Hélas, si j’essaye d’être à petite échelle un passeur de poètes, je m’appuie avant tout - pour ce travail de relais - sur les structures existantes (principaux éditeurs, revues spécialisées papier ou en ligne, blogs de poètes plébiscités par les uns les autres, bouche à oreille de la confrérie).
Ces structures sont beaucoup plus au faîte de l’actualité poétique, que moi-même, pour évoquer les poètes en devenir ou, tout au moins, ceux qui semblent dignes de retenir l’attention.
En revanche, outre que je ne veux pas me risquer à entretenir de fausses illusions, sachez que, de mes choix et de mes lectures personnelles, je dois écarter, faute de temps, les poètes autoédités. Je le fais pour une autre raison aussi : il me semble qu’on  peut difficilement vouloir, d’un côté, s’auto-publier (c’est-à-dire fonctionner en dehors du système et des réseaux de l’édition poétique qui ne sont pas les plus lucratifs !) puis, d’un autre côté, s’étonner que personne ne parle de son petit livre publié par ses propres soins.
Il ne m’est pas non plus possible de parler de tout sur ce blog. Le fait d’y publier des articles m’oblige à des options ; et parmi celles-ci, de proposer des articles inédits et suffisamment attractifs, j’espère…

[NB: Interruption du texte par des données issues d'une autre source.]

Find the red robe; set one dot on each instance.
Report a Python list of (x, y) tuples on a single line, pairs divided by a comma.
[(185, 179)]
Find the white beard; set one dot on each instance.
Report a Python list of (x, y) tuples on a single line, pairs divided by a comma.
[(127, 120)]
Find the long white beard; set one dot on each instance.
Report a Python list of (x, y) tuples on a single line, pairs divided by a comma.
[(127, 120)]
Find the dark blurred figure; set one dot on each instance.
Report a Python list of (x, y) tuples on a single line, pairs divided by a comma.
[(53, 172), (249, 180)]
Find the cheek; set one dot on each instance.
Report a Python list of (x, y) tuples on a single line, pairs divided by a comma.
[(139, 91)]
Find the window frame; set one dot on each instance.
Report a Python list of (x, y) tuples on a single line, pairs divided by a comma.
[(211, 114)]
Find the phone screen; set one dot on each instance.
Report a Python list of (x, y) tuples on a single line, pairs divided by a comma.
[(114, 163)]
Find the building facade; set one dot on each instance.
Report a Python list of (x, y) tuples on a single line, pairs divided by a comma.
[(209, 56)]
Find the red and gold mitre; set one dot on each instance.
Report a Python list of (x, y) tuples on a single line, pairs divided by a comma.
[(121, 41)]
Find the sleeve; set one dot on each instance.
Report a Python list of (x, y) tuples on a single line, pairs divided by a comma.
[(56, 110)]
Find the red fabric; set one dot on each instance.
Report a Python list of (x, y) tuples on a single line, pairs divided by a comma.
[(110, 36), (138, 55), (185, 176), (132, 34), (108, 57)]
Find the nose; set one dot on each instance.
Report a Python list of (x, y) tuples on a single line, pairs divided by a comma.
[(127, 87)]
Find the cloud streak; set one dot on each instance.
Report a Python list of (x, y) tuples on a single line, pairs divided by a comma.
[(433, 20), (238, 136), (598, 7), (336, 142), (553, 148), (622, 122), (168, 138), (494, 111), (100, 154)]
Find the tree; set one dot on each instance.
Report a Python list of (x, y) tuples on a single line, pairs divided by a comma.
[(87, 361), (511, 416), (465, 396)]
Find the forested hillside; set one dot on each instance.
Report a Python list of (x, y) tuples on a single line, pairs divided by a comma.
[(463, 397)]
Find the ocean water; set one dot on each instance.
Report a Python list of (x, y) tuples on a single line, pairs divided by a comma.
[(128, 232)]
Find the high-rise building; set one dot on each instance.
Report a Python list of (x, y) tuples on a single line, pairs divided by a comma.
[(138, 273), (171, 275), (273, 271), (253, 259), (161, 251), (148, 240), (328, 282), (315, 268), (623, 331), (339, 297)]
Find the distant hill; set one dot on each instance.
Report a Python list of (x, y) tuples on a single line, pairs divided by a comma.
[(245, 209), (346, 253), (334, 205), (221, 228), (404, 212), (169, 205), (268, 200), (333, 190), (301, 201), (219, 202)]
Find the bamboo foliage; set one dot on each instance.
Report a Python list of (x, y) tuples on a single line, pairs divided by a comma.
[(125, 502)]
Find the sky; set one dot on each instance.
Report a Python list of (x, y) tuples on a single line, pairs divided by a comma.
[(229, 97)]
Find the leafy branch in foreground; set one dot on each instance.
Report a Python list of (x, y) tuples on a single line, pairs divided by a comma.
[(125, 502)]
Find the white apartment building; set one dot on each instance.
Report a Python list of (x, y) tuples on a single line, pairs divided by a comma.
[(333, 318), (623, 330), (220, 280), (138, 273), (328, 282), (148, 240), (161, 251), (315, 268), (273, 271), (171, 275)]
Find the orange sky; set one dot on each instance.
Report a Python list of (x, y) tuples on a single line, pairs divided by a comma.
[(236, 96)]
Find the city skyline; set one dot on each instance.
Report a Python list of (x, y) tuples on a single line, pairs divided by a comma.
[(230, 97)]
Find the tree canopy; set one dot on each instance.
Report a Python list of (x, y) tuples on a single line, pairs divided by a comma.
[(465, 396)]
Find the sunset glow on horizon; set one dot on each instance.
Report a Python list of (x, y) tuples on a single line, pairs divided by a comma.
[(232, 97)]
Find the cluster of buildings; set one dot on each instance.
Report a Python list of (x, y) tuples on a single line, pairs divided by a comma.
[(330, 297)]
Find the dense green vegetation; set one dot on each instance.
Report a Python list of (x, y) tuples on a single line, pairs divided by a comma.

Jean L’Anselme, Pierre Seghers et Thomas Vinau à la rescousse

Pierre Seghers par Colette Seghers

En poésie, il faut d’abord, me semble-t-il, être reconnu par ses pairs ; être aussi sélectionné par de vrais éditeurs (petits et grands) et « enfoncer le clou » comme me l’écrivit, un jour, le poète Jean L’Anselme.
Au début des années 80, Pierre Seghers  (que j’aime beaucoup citer) donna deux conseils à un jeune poète. Ils sont toujours valables aujourd’hui :
« Il faut publier en revues… et, surtout, souvenez-vous que vous vous relirez dans vingt ans ! »

Dans le parcours d’un poète, les blogs personnels, les blogs collectifs, les revues en ligne, les rencontres-lectures sont autant d’étapes importantes pour se faire un petit nom, pour creuser davantage son propre sillon… Mais, attention à la désillusion, cela n’empêchera  pas « des poètes en herbe » d’être recalés, dans un deuxième temps, par des éditeurs qui ont pignon sur rue.

En septembre 2011, Thomas Vinau - que j’ai rencontré une première fois au cœur du Vaucluse bleu - me disait qu’il considérait son blog « comme un laboratoire à ciel ouvert, où tout ce qui s'y trouvait n’était, bien sûr, pas forcément digne d’être publié (en livres)… mais que cet outil lui permettait aussi de se maintenir dans une dynamique quotidienne d’écriture et de faire découvrir aux usagers de son blog ses petites découvertes et petits enthousiasmes livresques, musicaux, ainsi que ses petites animations sympatoches que sa compagne glanait pour lui sur le Web. »

Avant de boucler ce billet «  humeuristique », j’ajoute un dernier conseil - aux poètes de tous bords - que j’ai moi-même expérimenté :
« Chers poètes, si vous voulez que l’on parle ou que l’on recense, ici ou là, votre dernier livre, la première des choses à faire est d’envoyer vos Services de Presse aux revues comme aux chroniqueurs spécialisés en la matière…
Si, dans les prochaines livraisons de l’une de ces nombreuses revues, votre ouvrage ne figure pas dans les rubriques « Chroniques » ou « Critiques », prenez-en uniquement à vous, continuez d’écrire, de travailler, de lire la poésie contemporaine, vivante, actuelle (et plus celles de nos pères et de nos grands-pères) : votre persévérance trouvera un écho… ou non.

© François-Xavier Farine, le 29 mars 2013.